Google Ads vs publicité sur les réseaux sociaux : quelle différence ?
Avant d'aller plus loin, il est essentiel de comprendre la différence fondamentale entre ces deux types de publicité. Parce que choisir le mauvais canal, c'est gaspiller votre budget avant même de commencer.
La publicité sur Google : capter ceux qui cherchent
Quand quelqu'un tape "plombier Ixelles urgence" ou "serrurier Bruxelles dimanche" sur Google, il a un besoin immédiat. Il cherche activement une solution. Si votre publicité apparaît à ce moment-là, vous touchez quelqu'un qui est prêt à payer tout de suite. C'est ce qu'on appelle la publicité par intention : vous captez des gens qui vous cherchent déjà.

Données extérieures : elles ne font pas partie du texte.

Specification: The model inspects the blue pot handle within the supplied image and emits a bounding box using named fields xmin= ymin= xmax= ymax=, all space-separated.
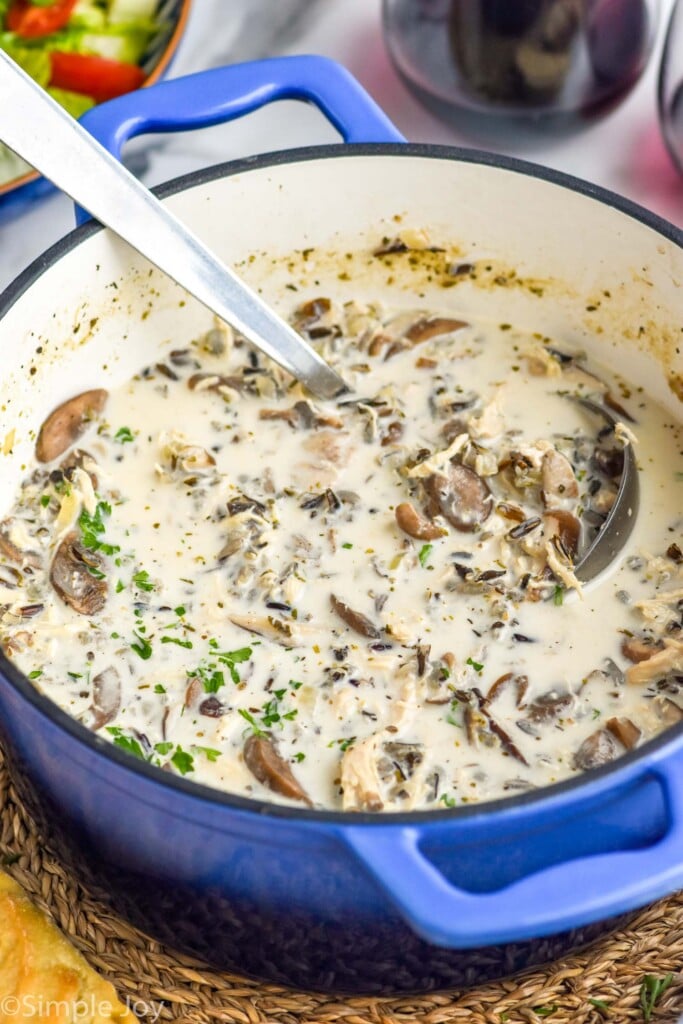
xmin=77 ymin=55 xmax=404 ymax=207
xmin=343 ymin=756 xmax=683 ymax=948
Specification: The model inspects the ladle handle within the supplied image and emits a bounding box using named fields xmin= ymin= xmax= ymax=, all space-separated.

La publicité sur les réseaux sociaux : créer l'envie
Quand quelqu'un fait défiler son fil Instagram ou Facebook, il ne cherche rien de précis. Il se divertit. Votre publicité doit l'interrompre, capter son attention, et lui donner envie de quelque chose qu'il ne cherchait pas. C'est de la publicité par interruption : vous créez un besoin qui n'existait pas.
Quand choisir Google, quand choisir les réseaux sociaux ?
Google Ads fonctionne bien pour les services d'urgence ou de besoin. Un plombier, un serrurier, un électricien, un dépanneur automobile, un dentiste, un avocat. Quand le client a un problème, il cherche sur Google. Si votre publicité est là, vous avez le client.
Les réseaux sociaux fonctionnent mieux pour les commerces de plaisir et de découverte. Un restaurant, un salon de beauté, une boutique de vêtements, un fleuriste. Les gens ne cherchent pas "restaurant romantique Ixelles" sur Google tous les jours. Mais une belle photo de plat sur Instagram peut déclencher l'envie de réserver.
Bien sûr, il y a des zones grises. Un salon de coiffure peut bien fonctionner sur Google ("coiffeur afro Bruxelles") comme sur Instagram (photos de coupes réussies). L'important est de comprendre où vos clients vous cherchent naturellement.
Quand Google Ads est un bon investissement pour un commerce local
Google Ads est particulièrement rentable dans ces situations :
- Votre service répond à un besoin urgent. Plombier, serrurier, vitrier, dépannage informatique, vétérinaire de garde. Le client cherche sur Google parce qu'il a besoin d'une solution maintenant.
- Le panier moyen est élevé. Si un client vous rapporte 200, 500 ou 1 000 euros, payer 5 à 15 euros pour l'acquérir est très rentable. Un avocat qui paye 10 euros par clic mais gagne un dossier à 3 000 euros fait une excellente affaire.
- La concurrence locale est limitée. Si peu de concurrents font de la publicité sur les mêmes mots-clés dans votre zone, le coût par clic reste faible. Certaines niches à Bruxelles coûtent moins de 1 euro par clic.
- Votre zone de chalandise est précise. Google Ads permet de cibler une commune, un arrondissement, ou même un rayon de quelques kilomètres autour de votre commerce. Plus votre ciblage est précis, moins vous gaspillez.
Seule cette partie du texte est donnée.